To say that New York State’s Republican voter base is irate with longtime State Chairman Ed Cox would be an egregious understatement. Indeed, the base is fiercely livid and wrathful. A leadership change at the head of the party is barely a first step to making the Party relevant in New York State, they argue.
Following the loss of Marc Molinaro — widely seen as a stellar candidate running in a favorable year for an opposition candidate — activists across the party are already contemplating Cox’s successor. Molinaro was so badly underfunded that he was unable to place a single television advertisement of his campaign but still earned nearly 38% of the vote — overperformance, considering the campaign raised less than a million dollars.

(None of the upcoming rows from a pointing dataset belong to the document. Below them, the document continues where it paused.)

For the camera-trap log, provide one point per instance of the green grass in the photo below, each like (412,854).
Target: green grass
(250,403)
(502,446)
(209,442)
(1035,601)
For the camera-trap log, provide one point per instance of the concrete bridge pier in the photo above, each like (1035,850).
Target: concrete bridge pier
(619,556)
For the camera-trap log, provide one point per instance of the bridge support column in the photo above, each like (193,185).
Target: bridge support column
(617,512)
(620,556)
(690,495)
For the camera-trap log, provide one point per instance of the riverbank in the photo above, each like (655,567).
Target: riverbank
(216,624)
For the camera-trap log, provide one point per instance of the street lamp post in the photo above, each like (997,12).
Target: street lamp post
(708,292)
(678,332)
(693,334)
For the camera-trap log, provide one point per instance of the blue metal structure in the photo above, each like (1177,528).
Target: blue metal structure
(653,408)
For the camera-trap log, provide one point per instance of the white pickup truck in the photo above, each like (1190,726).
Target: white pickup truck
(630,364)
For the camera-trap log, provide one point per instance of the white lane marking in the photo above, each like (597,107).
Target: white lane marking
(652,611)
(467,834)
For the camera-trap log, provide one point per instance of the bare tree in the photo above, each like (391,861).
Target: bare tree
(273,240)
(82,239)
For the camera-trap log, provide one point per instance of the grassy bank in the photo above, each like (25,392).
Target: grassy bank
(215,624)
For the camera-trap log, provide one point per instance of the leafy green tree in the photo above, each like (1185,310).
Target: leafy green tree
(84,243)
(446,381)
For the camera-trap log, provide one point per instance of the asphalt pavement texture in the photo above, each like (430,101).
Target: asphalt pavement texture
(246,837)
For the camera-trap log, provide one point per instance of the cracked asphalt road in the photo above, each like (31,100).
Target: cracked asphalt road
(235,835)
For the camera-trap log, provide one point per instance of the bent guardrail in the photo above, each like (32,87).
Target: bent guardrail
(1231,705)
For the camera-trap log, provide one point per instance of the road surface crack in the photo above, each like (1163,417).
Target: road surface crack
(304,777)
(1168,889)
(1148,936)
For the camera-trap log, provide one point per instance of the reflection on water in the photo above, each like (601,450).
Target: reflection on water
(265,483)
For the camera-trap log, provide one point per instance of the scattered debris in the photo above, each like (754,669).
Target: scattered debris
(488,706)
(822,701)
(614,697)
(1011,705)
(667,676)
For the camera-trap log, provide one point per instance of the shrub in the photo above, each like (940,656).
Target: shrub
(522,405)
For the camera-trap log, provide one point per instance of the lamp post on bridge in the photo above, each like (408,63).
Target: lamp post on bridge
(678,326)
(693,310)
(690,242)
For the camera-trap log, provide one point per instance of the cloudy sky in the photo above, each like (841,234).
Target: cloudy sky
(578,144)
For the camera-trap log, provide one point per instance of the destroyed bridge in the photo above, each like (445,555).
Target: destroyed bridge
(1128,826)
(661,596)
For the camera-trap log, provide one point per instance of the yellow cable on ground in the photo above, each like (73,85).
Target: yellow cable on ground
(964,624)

Erie County Republican Chairman Nick Langworthy; Dutchess County Republican Chairman Vince Casale; attorney Todd Aldinger; and former State Senator Greg Ball; have all been floated among party operatives as possible successors to Cox, though each comes with unique strengths.
But ousting Cox — who is deeply entrenched in social circles comprised of the governing elite in politics, finance, and real estate — might become a costly and visceral campaign, wrought with discourses on wealth, privilege, and democracy.
Many political operatives suspect that Cox will resign the Chairmanship in order to avoid the reputational risks that such party infighting would almost surely entail. Photos of a lavish Manhattan wedding between Chris Cox and Andrea Catsimatidis (held in the depths of the ‘Great Recession’) are already being circulated among upstate activists.